South Florida Officials Media Manipulation Game

Picking up on where I left off from the Sun Sentinel’s brilliant reporting on the Broward School District’s stonewalling efforts, this is how I’ve witnessed local officials attempting to control media accountability and coverage. 

Here’s the simplistic way it works. It happens in three ways:  

  1. Provide favorable coverage and have access to public officials 
  2. Provide objective coverage and risk losing access to public officials 
  3. Provide critical coverage – even if balanced and justified and lose access

This isn’t true of all public officials in South Florida, but many. At best what will happen is that they will ask for questions in advance, which frankly is nonsense, to begin with. They are public officials that work for us and should be willing to address the good, bad and indifferent in the day-to-day. If they don’t like where the questions are going they’re not available. Funny how that works. That’s been increasingly true in Broward after Stoneman Douglas. No surprise sadly. 

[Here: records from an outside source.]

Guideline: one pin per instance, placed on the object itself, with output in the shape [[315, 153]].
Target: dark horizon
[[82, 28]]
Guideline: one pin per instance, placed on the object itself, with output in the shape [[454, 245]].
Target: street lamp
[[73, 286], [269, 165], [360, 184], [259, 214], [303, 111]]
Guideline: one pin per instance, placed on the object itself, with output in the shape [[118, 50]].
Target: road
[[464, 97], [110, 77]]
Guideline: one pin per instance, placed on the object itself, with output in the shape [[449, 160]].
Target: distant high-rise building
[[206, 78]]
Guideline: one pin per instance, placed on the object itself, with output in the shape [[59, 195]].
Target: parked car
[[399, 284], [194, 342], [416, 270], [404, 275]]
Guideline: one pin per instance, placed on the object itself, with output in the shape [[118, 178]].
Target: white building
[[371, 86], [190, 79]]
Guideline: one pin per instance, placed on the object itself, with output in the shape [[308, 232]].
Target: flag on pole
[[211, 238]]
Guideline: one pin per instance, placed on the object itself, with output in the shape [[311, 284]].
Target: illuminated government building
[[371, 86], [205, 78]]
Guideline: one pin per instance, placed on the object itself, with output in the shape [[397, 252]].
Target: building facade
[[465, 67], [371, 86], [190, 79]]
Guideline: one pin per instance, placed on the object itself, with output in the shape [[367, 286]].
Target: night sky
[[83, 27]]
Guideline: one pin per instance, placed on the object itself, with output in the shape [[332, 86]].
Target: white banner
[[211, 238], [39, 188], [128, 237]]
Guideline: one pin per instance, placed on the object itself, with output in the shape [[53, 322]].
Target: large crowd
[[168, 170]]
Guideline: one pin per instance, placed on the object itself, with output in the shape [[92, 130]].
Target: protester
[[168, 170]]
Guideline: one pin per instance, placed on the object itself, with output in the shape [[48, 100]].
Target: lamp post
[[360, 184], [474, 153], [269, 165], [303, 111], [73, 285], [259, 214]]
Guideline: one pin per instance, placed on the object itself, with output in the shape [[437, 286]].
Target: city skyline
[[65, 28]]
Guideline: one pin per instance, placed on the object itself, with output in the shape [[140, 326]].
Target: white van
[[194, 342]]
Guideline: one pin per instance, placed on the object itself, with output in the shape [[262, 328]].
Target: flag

However, here’s the real tragedy. Imagine that you’re a reporter covering category X for a news organization. Now let's say the official(s) cut off access to you. What happens to your career? That’s how many of your public officials manipulate coverage. I’ve seen it for well over a decade in South Florida and occasionally it manifests itself in ways you would not even imagine.  

The officials change but the tactics remain. It’s one of the reasons it’s so important to support us, those who are willing to do the difficult thing and attempt accountability at the local level, to be supported by you. Otherwise, you’ll never get the truth. Kudos to the Sentinel for some of the best work I’ve ever seen. Fingers crossed truth, transparency and accountability occur.